Em coletiva realizada por integrantes da oposição na segunda-feira (21), o líder do Partido Liberal na Câmara, Sóstenes Cavalcante (PL-RJ), confirmou que a possibilidade de Eduardo assumir um cargo no Executivo estadual está sendo considerada. Segundo o G1, já foi enviada ao STF uma consulta informal envolvendo uma eventual nomeação no governo do Rio de Janeiro, comandado por Cláudio Castro (PL).

Na terça-feira, o líder do PT na Câmara, Lindbergh Farias (PT-RJ), protocolou uma nova ação na Corte contra Eduardo. No documento, solicitou ao ministro Alexandre de Moraes uma medida cautelar que impeça o deputado de ser nomeado para cargos comissionados de livre nomeação ou funções de confiança nas esferas estadual, distrital ou municipal. Também pede o afastamento cautelar do exercício do mandato, argumentando que ele estaria sendo instrumentalizado para a continuidade de condutas ilícitas.

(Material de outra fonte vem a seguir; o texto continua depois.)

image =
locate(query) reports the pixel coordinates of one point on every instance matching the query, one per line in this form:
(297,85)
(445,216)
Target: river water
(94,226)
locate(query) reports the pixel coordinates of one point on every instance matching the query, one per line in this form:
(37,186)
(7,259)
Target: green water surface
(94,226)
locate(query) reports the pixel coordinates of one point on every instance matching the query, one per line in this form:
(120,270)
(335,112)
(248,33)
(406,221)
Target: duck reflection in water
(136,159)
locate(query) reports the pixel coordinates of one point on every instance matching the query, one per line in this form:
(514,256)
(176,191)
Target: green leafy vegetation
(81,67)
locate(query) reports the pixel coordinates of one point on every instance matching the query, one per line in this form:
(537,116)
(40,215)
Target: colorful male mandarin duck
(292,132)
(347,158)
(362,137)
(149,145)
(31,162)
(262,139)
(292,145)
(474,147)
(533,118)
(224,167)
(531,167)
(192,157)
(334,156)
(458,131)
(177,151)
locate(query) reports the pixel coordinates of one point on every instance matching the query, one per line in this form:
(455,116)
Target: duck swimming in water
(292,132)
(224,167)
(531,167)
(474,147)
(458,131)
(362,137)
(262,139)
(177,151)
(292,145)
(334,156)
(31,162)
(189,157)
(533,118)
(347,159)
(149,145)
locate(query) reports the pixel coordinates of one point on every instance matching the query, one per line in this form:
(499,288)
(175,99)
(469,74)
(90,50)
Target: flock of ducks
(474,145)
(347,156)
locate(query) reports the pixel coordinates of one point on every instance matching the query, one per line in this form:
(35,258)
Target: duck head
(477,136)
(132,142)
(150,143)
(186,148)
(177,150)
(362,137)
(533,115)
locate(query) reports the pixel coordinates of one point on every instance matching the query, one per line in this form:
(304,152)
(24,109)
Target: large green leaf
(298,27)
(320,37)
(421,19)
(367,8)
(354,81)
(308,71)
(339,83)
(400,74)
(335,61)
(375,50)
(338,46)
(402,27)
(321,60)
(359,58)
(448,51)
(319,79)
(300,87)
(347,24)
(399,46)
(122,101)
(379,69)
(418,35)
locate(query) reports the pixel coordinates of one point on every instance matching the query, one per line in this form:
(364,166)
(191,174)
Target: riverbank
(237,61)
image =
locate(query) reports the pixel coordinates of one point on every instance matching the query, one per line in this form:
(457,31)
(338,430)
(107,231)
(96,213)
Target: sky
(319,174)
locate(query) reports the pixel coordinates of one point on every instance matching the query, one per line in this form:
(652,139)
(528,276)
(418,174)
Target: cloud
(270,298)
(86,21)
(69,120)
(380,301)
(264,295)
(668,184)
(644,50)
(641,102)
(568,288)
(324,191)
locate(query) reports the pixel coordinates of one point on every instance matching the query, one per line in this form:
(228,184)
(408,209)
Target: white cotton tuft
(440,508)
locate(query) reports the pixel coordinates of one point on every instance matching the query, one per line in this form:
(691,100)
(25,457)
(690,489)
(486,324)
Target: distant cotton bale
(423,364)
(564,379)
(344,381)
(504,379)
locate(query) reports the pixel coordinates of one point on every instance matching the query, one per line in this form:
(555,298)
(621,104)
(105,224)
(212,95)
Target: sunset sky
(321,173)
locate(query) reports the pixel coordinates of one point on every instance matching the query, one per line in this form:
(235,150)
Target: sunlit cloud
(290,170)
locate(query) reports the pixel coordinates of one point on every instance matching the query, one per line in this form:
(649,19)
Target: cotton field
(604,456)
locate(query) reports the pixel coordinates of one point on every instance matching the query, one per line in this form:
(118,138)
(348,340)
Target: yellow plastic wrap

Além disso, Farias requer que governadores e o governador do Distrito Federal sejam impedidos de formalizar qualquer vínculo funcional, direto ou indireto, com o parlamentar, sob pena de responsabilização criminal e político-administrativa. No dia anterior, Moraes já havia atendido a outro pedido do petista e determinado o bloqueio de contas bancárias e bens de Eduardo Bolsonaro.

Caso similar

O advogado e ex-juiz Márlon Reis, um dos idealizadores da Lei da Ficha Limpa (Lei Complementar nº 135/2010), relembrou um precedente relevante do STF em 2016. Na ocasião, o ministro Gilmar Mendes suspendeu a nomeação do ex-presidente Luiz Inácio Lula da Silva para a chefia da Casa Civil no governo Dilma Rousseff, entendendo que a medida visava garantir foro privilegiado ao petista e impedir sua responsabilização na Operação Lava Jato. Para a Corte, isso configurou desvio de finalidade e afronta à Constituição.

No caso de Eduardo, segundo Reis, a irregularidade estaria no fato de ele não estar em território nacional e, aparentemente, não ter intenção de retornar. “A nomeação, portanto, teria como único propósito impedir a contagem de faltas por sua ausência na Câmara dos Deputados — algo que tem sido, inclusive, publicamente admitido por seus aliados. O nome disso, como já reconheceu o STF, é fraude. O precedente de 2016 se aplica com clareza”, afirmou. Os argumentos de Reis são compartilhados por Flávio Vieira.